Five Chinese hackers working for state-sponsored hacker group APT41 have been charged in the U.S. for targeting a large number of companies and individuals in multiple countries as well as pro-democracy politicians and activists in Hong Kong.
Earlier this year, cyber security firm FireEye described the activities of APT41, stating that the hacker group’s activities against organisations and individuals had spiked since January and that the group had been carrying out “one of the broadest campaigns by a Chinese cyber espionage actor we have observed in recent years.”
FireEye said in a report that APT41 abused recently disclosed flaws in software developed by Cisco, Citrix and others to try to break into scores of companies’ networks in the United States, Canada, Britain, Mexico, Saudi Arabia, Singapore and more than a dozen other countries.

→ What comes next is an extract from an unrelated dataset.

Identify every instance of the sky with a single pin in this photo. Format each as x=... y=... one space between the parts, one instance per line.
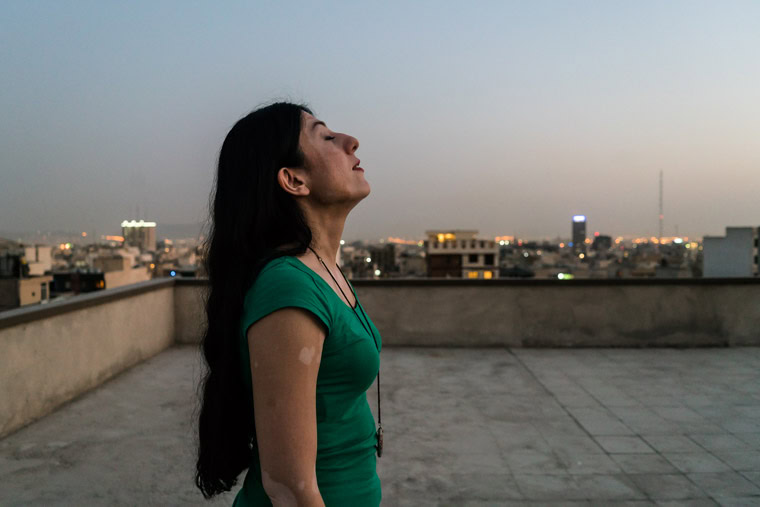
x=505 y=117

Earlier today, the U.S. Department of Justice announced that five Chinese hackers working for APT41 have been charged under various laws for being behind computer intrusions “affecting over 100 victim companies in the United States and abroad, including software development companies, computer hardware manufacturers, telecommunications providers, social media companies, video game companies, non-profit organisations, universities, think tanks, and foreign governments, as well as pro-democracy politicians and activists in Hong Kong.”
DOJ said the state-sponsored hackers facilitated the theft of source code, software code signing certificates, customer account data, and valuable business information and also carried out ransomware and cryptojacking schemes. Two of the five hackers also conspired with two Malaysian businessmen to profit from computer intrusions targeting the video game industry in the United States and abroad.
Malaysian authorities arrested the two businessmen earlier this month in response to an extradition request from the United States. The request was made after the U.S. District Court in Columbia issued arrest warrants for the two businessmen.
Following the court order, law enforcement authorities in the U.S. also seized hundreds of accounts, servers, domain names, and command-and-control (C2”) “dead drop” web pages used by the Chinese hackers to hack into the servers of multiple companies in several countries. Microsoft also worked with law enforcement agencies to deny the hackers access to hacking infrastructure, tools, accounts, and command and control domain names.
Three of the five Chinese hackers, namely Jiang Lizhi, Qian Chuan, and Fu Qiang, were found to be associated with a Chinese company named Chengdu 404 Network Technology. According to DOJ, the hackers used sophisticated hacking techniques to gain and maintain access to the computer networks of over a hundred companies, organisations, and individuals in the United States and in Australia, Brazil, Chile, Hong Kong, India, Indonesia, Japan, Malaysia, Pakistan, Singapore, South Korea, Taiwan, Thailand, and Vietnam.
DOJ added that the three hackers also compromised government computer networks in India and Vietnam and targeted, but failed to compromise, government computer networks in the United Kingdom. They also targeted the network of a non-profit organization dedicated to combating global poverty with ransomware attacks.
The other two Chinese hackers, namely Zhang Haoran and Tan Dailin, conspired with Malaysian nationals Wong Ong Hua and Ling Yang Ching to conduct computer intrusion attacks targeting the video game industry in the United States, France, Japan, Singapore, and South Korea. The four actors conducted their hacking activities behind the veil of a Malaysian company named Sea Gamer Mall which was founded by Wong.
“The department of Justice has used every tool available to disrupt the illegal computer intrusions and cyber attacks by these Chinese citizens. Regrettably, the Chinese communist party has chosen a different path of making China safe for cybercriminals so long as they attack computers outside China and steal intellectual property helpful to China,” said Deputy Attorney General Jeffrey A. Rosen.
“The scope and sophistication of the crimes in these unsealed indictments is unprecedented. Some of these criminal actors believed their association with the PRC provided them free license to hack and steal across the globe. This scheme also contained a new and troubling cyber-criminal component – the targeting and utilisation of gaming platforms to both defraud video game companies and launder illicit proceeds,” said Michael R. Sherwin, Acting U.S. Attorney for the District of Columbia.